Notice the direction of the two fields as shown by the arrows. On top of the wire the fields are both going in the same direction. They add up making an overall strong field.

Underneath the wire, they go in opposite directions. They cancel each other out to some extent making an overall weaker field. The new field is shown in the diagram below.


See how the field above the wire is stronger. The lines are closer together. Below the wire the field is weaker (due to partial canceling out) the field lines are further apart. The force pushes the wire downwards, away from the strong field into the weak field. It's as if the field lines try to repel each other. They don't like being squashed together and try to straighten out.
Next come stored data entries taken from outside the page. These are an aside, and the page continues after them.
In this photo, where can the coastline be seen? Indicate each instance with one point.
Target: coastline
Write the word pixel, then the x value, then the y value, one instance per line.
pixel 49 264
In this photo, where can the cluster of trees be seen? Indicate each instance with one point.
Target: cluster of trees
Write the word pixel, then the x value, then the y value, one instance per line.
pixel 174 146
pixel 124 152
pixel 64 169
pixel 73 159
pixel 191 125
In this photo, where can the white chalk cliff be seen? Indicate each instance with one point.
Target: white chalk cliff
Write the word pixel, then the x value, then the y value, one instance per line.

They also act as if they are made of elastic bands, they don't like being stretched out of shape. (This is just a model of what's going on. The lines aren't real, they don't actually try to push each other away, but I find it a way of helping me understand what's going on. If it doesn't help you, don't use it)
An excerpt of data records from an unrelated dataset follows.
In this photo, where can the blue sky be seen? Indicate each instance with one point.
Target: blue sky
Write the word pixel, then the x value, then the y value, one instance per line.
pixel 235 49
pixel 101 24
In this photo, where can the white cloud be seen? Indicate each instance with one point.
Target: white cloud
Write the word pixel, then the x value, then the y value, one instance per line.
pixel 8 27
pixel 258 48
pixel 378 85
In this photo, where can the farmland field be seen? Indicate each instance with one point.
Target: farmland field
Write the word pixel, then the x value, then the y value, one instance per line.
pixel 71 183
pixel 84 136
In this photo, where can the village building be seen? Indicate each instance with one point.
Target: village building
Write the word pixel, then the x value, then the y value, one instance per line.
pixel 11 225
  • Q5) Use the idea of field lines not liking being squashed together to explain why two magnets with like poles facing each other repel.
  • (Q6) Use the idea of field lines being made of elastic to explain why two magnets with opposite poles facing attract one another.

A simple electric motorEdit

Ok, so far we have been looking at the force that results when we put a current carrying wire in a magnetic field. In this section we will look at a practical use for this force.As you have probably already guessed from the name of this page, the practical use is going to be an electric motor.
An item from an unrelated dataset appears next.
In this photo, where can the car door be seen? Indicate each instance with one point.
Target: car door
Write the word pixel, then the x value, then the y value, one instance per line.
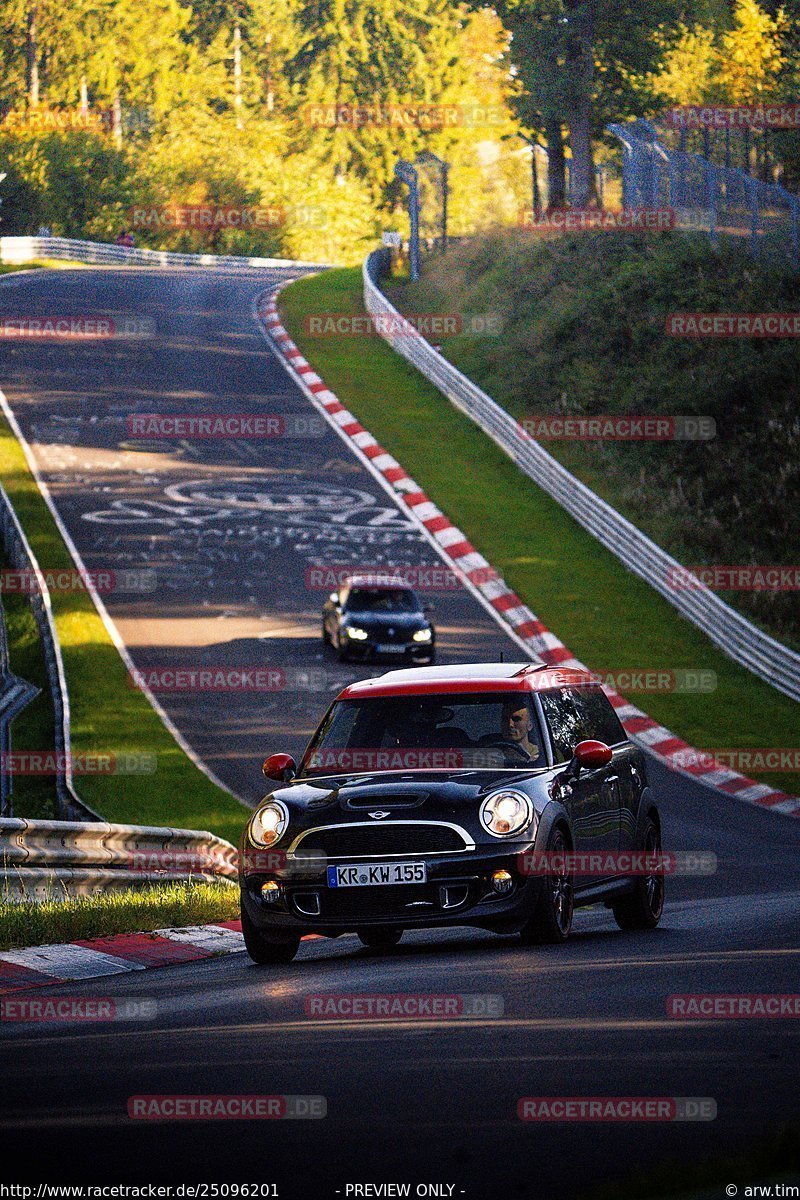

Look at the diagram above. A rectangular loop of wire is sitting inside a magnetic field. We can consider the current in the four sections of the loop and work out which way the force acts.

  • On the left hand side of the loop the current is flowing into the page or screen. The magnetic field will be going from left to right so from Flemming's left hand rule the force will be downwards.
  • On the back and front of the loops the current is parallel to the magnetic field so there is zero force.
  • On the right hand side of the loop the current is coming out of the page or screen. The field is still going from left to right so the force will be upwards.

The net result of these different forces is that there will be a turning moment that makes the coil rotate by 90°. At that point the upwards and downwards forces will be acting along the same line and the coil will stop turning. Another way to think about it is to consider the loop as a tiny little one turn solenoid. The solenoid will have a little north pole and a little south pole and will therefore move until its north pole lines up with the south pole of the magnet on the right, and its south pole lines up with the north pole of magnet on the left.

This is all very interesting but not much use as a motor. We want something that keeps turning all the time the current flows. They way this is achieved is by the use of the commutator – a circular metal ring that is split into two halves. The ends of the wire loop turn around inside the commutator. They are in electrical contact with it. One side of the commutator is connected to the positive output of a power pack or battery . the other half of the commutator is connected to the negative.

Let's look at what happens as the coil turns inside the commutator:

  1. The coil turns clockwise because of the forces on the two halves as explained above.
  2. As the coil turns the wires slip around on the inside of the commutator.
  3. When the coil is in a vertical position there is no force on it, but its momentum carries it forward a little.
  4. The wires inside the commutator make contact with the other half of the ring. I.e. the wire that was in contact with the positive half of the commutator now touches the negative half and vice versa.
  5. This causes the current to flow the other way around the coil, which reverses the little solenoid magnet.
  6. The coil therefore tries to line itself up with the magnetic field by continuing to turn so that it ultimately points in the other direction.
  7. Once the coil is vertical, and facing the other way, the wires touch their original halves of the commutator. and the whole cycle repeats over and over

Q7)A student sets up an electric motor and turns it on. The coil turns clockwise. List two ways she could reverse the direction.